Jefferson da Fonseca - Mostra Tua Cara

segunda-feira, 12 de novembro de 2012

O jardineiro e o ladrão


Fabiano nunca foi de briga. Homem de bem, de paz: jardineiro. Nos raros quintais da Região Centro-Sul de Belo Horizonte, não há quem o supere na arte de cuidar das plantas. Sabe tudo de árvore, raiz e flor. Admirável, tamanha generosidade na lida com a natureza. Força do acaso, em 2001, Fabiano – quem diria – tirou a vida de sujeito.

Filho de Bastião, o chaveiro, Fabiano herdou do pai a habilidade manual. Mãos de neurocirurgião. Romântico, sincero e religioso, o moço escolheu a dedo moça com nome de flor para se casar: Margarida. Companheira em sensibilidade e beleza de encher os olhos. Conheceram-se na escola pública da periferia.

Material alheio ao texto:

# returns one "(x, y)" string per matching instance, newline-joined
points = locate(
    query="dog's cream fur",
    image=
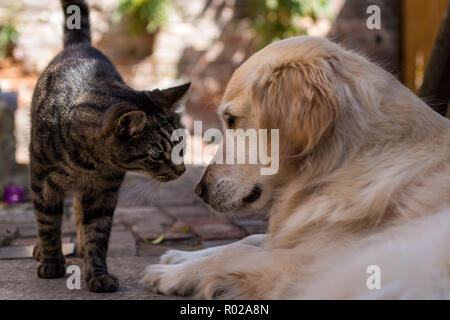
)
(364, 180)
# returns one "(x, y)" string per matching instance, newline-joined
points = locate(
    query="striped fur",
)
(88, 129)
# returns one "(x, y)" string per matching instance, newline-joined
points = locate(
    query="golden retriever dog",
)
(363, 186)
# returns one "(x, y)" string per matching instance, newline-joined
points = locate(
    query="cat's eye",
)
(157, 156)
(230, 120)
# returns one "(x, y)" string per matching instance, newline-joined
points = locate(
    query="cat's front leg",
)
(98, 209)
(48, 208)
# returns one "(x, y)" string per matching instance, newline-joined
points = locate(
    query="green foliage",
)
(278, 19)
(8, 37)
(144, 15)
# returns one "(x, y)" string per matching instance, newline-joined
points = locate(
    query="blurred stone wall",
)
(8, 106)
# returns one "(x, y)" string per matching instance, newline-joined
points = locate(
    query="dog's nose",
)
(200, 190)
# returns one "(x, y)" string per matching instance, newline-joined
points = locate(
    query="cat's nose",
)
(200, 190)
(180, 169)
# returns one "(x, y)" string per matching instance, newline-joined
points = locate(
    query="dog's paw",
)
(168, 279)
(103, 283)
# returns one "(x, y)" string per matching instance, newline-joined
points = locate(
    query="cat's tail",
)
(76, 22)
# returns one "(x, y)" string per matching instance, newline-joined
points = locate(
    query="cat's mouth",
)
(165, 178)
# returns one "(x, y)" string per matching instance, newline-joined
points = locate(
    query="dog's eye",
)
(230, 120)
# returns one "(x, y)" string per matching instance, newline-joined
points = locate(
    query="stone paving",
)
(150, 218)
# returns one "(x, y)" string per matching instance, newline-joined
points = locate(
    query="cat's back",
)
(70, 76)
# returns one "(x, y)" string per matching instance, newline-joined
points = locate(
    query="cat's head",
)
(138, 136)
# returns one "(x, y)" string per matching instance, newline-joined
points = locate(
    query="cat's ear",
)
(175, 94)
(131, 123)
(124, 120)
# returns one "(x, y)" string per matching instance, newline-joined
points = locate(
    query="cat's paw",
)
(103, 283)
(51, 270)
(169, 279)
(37, 252)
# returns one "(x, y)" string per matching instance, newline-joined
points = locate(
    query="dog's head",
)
(295, 86)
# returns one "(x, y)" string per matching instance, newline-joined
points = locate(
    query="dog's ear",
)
(298, 99)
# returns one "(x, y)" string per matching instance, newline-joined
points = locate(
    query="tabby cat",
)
(88, 129)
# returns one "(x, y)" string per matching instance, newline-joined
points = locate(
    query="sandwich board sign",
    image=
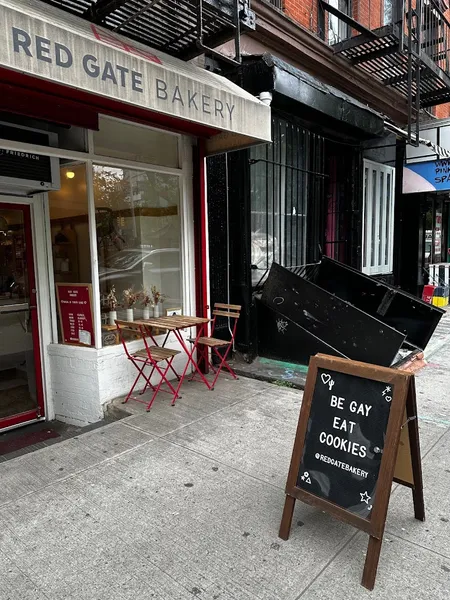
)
(357, 433)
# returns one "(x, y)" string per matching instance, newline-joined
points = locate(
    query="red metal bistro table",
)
(176, 324)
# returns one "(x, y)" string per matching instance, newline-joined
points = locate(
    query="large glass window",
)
(69, 222)
(134, 216)
(138, 228)
(129, 141)
(378, 223)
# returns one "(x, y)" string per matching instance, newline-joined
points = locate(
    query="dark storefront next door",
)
(21, 396)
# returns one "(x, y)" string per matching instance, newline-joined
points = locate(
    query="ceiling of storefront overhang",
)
(168, 25)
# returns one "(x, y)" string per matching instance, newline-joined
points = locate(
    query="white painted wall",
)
(85, 380)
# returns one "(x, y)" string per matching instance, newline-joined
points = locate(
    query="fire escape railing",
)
(406, 46)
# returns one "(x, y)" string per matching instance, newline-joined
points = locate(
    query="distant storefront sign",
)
(429, 176)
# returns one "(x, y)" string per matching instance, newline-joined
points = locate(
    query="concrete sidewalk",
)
(186, 502)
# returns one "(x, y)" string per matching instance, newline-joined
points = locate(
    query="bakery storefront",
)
(102, 202)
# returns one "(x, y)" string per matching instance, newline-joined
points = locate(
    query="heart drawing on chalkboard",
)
(326, 378)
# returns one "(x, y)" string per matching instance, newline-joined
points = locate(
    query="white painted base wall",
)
(84, 380)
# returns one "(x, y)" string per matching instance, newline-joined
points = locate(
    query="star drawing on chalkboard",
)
(365, 497)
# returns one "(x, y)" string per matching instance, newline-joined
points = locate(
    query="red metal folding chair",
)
(149, 356)
(232, 313)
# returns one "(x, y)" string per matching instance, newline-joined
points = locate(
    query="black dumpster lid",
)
(398, 309)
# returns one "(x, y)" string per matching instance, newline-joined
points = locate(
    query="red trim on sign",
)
(30, 415)
(40, 411)
(40, 105)
(104, 105)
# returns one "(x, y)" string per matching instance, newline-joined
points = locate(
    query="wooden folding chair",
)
(232, 313)
(149, 356)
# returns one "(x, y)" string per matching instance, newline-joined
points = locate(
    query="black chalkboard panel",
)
(345, 439)
(357, 433)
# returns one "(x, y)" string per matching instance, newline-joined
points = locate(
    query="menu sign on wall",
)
(356, 434)
(75, 313)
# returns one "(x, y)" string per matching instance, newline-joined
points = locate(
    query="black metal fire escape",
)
(183, 28)
(409, 54)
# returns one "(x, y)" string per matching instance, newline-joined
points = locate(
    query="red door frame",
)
(39, 411)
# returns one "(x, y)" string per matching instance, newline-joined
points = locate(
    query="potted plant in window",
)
(158, 299)
(130, 297)
(111, 303)
(147, 303)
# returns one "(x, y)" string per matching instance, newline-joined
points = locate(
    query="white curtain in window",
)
(378, 218)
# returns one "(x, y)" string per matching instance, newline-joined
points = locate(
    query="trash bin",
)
(334, 309)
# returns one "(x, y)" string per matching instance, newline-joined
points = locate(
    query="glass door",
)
(21, 396)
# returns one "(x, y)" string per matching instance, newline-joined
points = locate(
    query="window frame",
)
(378, 208)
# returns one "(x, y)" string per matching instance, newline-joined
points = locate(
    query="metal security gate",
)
(287, 183)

Na vida de Fabiano, três grandes paixões: a jardinagem, a mulher e a bicicleta antiga, de barra circular. Quem o conhecia sabia que ele morreria por qualquer um desses amores. Aos sorrisos, andava para tudo quanto é lado montado na raridade. Foi nela, depois de cortar a cidade, o primeiro passeio com a Margarida. Pedalou de Santa Efigênia até Venda Nova, meio dia, só para ver a moça, de férias na casa da avó.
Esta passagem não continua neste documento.